Architecture¶
Split from Donna Project Spec v3.0 — Sections 3.1, 3.3, 3.4, 3.5
Hub-and-Spoke Overview¶
Central orchestrator manages all task routing, scheduling, and agent coordination. The always-on Linux server is the backbone, running the orchestrator, integration layer, and background agent workers. All services deployed as Docker containers.
Component Map¶
| Component | Location | Purpose |
|---|---|---|
| Orchestrator Service | Linux Server (Docker) | Central brain. Task queue, scheduling engine, agent dispatch, cost monitoring. Runs 24/7. |
| Claude API | Cloud (Anthropic) | Primary LLM for all reasoning. Sole provider until local LLM hardware available. |
| Local LLM (Ollama) | Linux Server (Docker) — RTX 3090 | Task classification, priority inference, routing, simple NLU. Dedicated GPU (24GB VRAM). |
| Integration Layer | Linux Server (Docker) | Internal Python API wrapping all external services. Centralized auth, rate limiting, audit logging. |
| FastMCP Server | Linux Server (Docker) | Dynamic tools for agents via MCP Streamable HTTP. Python (FastMCP 3.x). CodeMode enabled. |
| Task Database | SQLite on NVMe | Primary task storage. Sub-ms reads. WAL mode. |
| Logging Database | SQLite on NVMe (dedicated) | Structured app logs and audit trails. Separate from task DB. |
| Sync Replica | Supabase (Postgres) | Cloud replica for cross-device access. Free tier with keep-alive. |
| Observability Dashboard | Grafana + Loki (Docker) | Real-time log search, filtering, metrics, alerting. Phase 1 deliverable. |
| Notification Service | Linux Server (Docker) | Outbound: email, SMS, phone (TTS), push, Discord. |
| Agent Worker Pool | Linux Server (Docker) | Sandboxed agent execution. Each agent type isolated with defined tool access. |
| Web/Mobile App | Firebase Hosting + Flutter | Dashboard UI and chat interface. Phase 4. See App Architecture below. |
Process responsibilities (post Wave 1)¶
| Process | Owns |
|---|---|
donna-orchestrator (port 8100) |
DonnaBot, NotificationService, AutomationScheduler, AutomationDispatcher, nightly skill-system cron (auto-drafter, evolver, correction-cluster detector). All background / long-running work. |
donna-api (port 8200) |
FastAPI REST for the Flutter dashboard. CRUD only; no schedulers. Reads skill_system_config.enabled for admin reporting. |
Cross-process coordination uses the shared SQLite DB. Example: POST /admin/automations/{id}/run-now sets next_run_at=now() on the automation row; the orchestrator's AutomationScheduler picks it up on its next poll (~15s default).
Data Flow¶
- All inputs (SMS, Discord, email forwarding) → normalized into task schema by Input Parser.

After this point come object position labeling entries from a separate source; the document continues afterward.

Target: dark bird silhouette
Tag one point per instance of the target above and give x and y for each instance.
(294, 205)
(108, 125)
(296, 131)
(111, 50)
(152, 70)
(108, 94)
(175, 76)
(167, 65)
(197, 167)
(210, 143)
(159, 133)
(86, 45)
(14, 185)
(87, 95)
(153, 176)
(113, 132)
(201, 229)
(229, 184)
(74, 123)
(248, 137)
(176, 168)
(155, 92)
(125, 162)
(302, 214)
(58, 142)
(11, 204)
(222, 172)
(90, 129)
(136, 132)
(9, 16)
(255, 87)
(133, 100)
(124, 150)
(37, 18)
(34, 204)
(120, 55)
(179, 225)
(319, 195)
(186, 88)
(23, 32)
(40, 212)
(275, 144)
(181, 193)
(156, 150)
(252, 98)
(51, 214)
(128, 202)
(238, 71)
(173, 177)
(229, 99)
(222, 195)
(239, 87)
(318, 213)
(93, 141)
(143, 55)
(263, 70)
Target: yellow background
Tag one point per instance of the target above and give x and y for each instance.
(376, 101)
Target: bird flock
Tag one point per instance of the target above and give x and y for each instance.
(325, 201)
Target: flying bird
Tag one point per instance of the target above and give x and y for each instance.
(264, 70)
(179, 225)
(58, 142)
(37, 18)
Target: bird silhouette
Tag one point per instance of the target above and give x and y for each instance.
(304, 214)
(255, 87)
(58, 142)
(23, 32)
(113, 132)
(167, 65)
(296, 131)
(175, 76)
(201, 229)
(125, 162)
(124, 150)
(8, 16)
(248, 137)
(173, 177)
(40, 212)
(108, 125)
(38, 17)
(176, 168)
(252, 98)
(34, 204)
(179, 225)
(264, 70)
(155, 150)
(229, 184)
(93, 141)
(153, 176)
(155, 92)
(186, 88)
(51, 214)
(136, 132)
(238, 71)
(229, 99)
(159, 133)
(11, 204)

- Parsing routes through the
ModelRouter: primary provider (Claude API or local Ollama LLM per config) with optional fallback and shadow mode. Seedocs/model-layer.md. - Orchestrator evaluates each task → scheduling engine → routing decision.
- Agent outputs → stored → reviewed → surfaced via notification service.
Docker Compose Structure¶
Multi-file pattern. Each Donna service gets its own compose file, attaching to the shared homelab network.
docker/
├── .env.example ← copy to .env (gitignored)
├── core.yml ← shared homelab network
├── immich.yml ← Immich stack (GTX 1080)
├── donna-core.yml ← Orchestrator, integration layer, notification service
├── donna-monitoring.yml ← Grafana, Loki, Promtail
├── donna-ollama.yml ← Ollama + local LLM (RTX 3090, added post-GPU)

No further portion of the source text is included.